Sulphur use for powdery mildew

QuestionWhat’s that yellow stuff that you keep brushing on your violets?

Answer:  The “yellow stuff” that this visitor to our shop was referring to was powdered sulfur.  It is our way of controlling powdery mildew, which seems to be a problem for us in spring and fall.  Powdered sulfur is our way of eliminating mildew on a violet without having to spray our entire collection with more toxic chemicals.  Since it’s our practice to regularly brush the leaves of our violets when we groom them, it’s not that much more work for us.  We keep a small jar of it at our side, and when we see a plant with powdery mildew, we dip the brush tip into the jar, getting just a very small amount of sulfur, gently tap the brush onto the leaves, then brush off.  It kills the mildew on contact, and keeps it from returning to the treated areas. 

We should mention that we’ve tried the method of simply placing containers of sulfur amongst the plants, but found this to be of no use.  It must be applied to the plants to be effective.  Where to get it?  As your local pharmacist.  A lifetime supply can usually be gotten for just a few dollars.


  • Powdery mildew is affecting the flowers of my African violets more often than the leaves. Will the sulfur be just as effective on flowers as leaves?

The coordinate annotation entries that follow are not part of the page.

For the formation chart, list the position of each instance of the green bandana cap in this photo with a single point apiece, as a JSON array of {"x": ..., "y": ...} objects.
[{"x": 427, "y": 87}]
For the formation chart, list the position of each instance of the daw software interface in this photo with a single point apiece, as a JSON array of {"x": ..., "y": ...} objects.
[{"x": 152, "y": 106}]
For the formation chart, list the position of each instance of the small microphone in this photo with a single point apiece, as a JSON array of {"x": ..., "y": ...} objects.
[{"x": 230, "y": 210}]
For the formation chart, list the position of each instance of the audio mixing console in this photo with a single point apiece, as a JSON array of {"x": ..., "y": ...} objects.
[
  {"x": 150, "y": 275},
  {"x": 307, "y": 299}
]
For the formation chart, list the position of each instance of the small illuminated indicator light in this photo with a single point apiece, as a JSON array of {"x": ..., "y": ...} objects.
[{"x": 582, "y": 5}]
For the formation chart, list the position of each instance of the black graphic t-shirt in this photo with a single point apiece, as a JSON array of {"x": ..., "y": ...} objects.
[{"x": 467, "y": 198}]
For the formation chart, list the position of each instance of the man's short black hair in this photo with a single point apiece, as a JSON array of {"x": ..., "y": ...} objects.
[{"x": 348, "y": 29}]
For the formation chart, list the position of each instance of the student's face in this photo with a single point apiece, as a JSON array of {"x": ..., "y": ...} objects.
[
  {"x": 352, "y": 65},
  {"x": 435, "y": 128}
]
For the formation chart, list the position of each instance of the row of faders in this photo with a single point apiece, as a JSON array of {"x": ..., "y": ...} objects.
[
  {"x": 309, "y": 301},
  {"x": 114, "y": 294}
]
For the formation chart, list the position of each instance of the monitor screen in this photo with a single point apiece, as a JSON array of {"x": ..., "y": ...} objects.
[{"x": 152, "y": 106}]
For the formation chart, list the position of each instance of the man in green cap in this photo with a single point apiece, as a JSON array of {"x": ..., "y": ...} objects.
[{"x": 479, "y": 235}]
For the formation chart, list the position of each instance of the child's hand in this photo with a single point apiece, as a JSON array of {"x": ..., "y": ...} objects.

Thank you.

    • Yes, but we’ve found that once the mildew is on the blooms, the damage has been done. We just remove the affected blooms–there will be more blooms soon on a healthy plant.

  • How long should we let the sulfur on the plant’s leaves before we brush it off? If I understood corectly, we have to dust with sulfur only the affected areas, not the whole plant and its neighbours? Is it necessary to repeat the treatment on the same areas?
    Thank you very much!

    • Very little is needed, just a few grains on the tip of brush. It only needs contact with the plant surface–brush it on, brush it off. If you can’t easily brush all of the sulfur off, you’re using too much. Mildew won’t reappear on the treated areas, but since the plant grows (producing new, untreated growth), mildew can always reappear on the plant if the environment is conducive to this. In such small quantities, unless you have a particular sensitivity to it, it should be safe to use in the home.

  • I have read about baking soda as a non-toxic treatment against powdery mildew and I was wondering if you have used it and if it has any positive results. Thank you very much, I am very impressed about what you are doing!

  • Have plant stand in room with overhead fun, running 24-7 and have had a terrible summer. Not new to violets or streps but this year has been unusually humid and warm here in SW MO. Most streps have mildew, tho it is not evident on the violets. Will definitely try sulfur.

    On another issue, I have had a terrible time with scale on both. Need some good advise as to where to go from here. Take leaves, chuck the worst, what ever it takes…..but do need to know best way to treat and prevent. I know circulation is needed….don’t really know what I could do to improve where the stand is, but want to have healthy plants….so help!

    • It is unusual to find scale on either violets or streps, though it does happen. You can go through your plants and get each scale with a q-tip and alcohol, but this will take some time and the effectiveness depends upon how good your are on finding each one. Better would be to restart plants from cuttings or crowns that have been thoroughly cleaned and are free of problems. Good practice to never bring plants in from the outside, since this is often the source of the original problem.

  • What is the difference between powdery mildew and mold . I`v had centers turn gray and limp in two days.

    • Splitting hairs, but mildew is a milder, more easily dealt with, kind of mold. Mildew will appear on surface of plant or blooms and is easily treated. Mold is more substantial, more visible and thicker, often appears on soil surface. Powdery mildew will appear when air is stagnant and temperature drops significantly (at night). Mold usually the result of damp conditions–usually when soil is kept very wet. This excess moisture collects in the plant center (like ‘dew’) and you can see the problems you describe, especially if air is stagnant and/or humidity is high.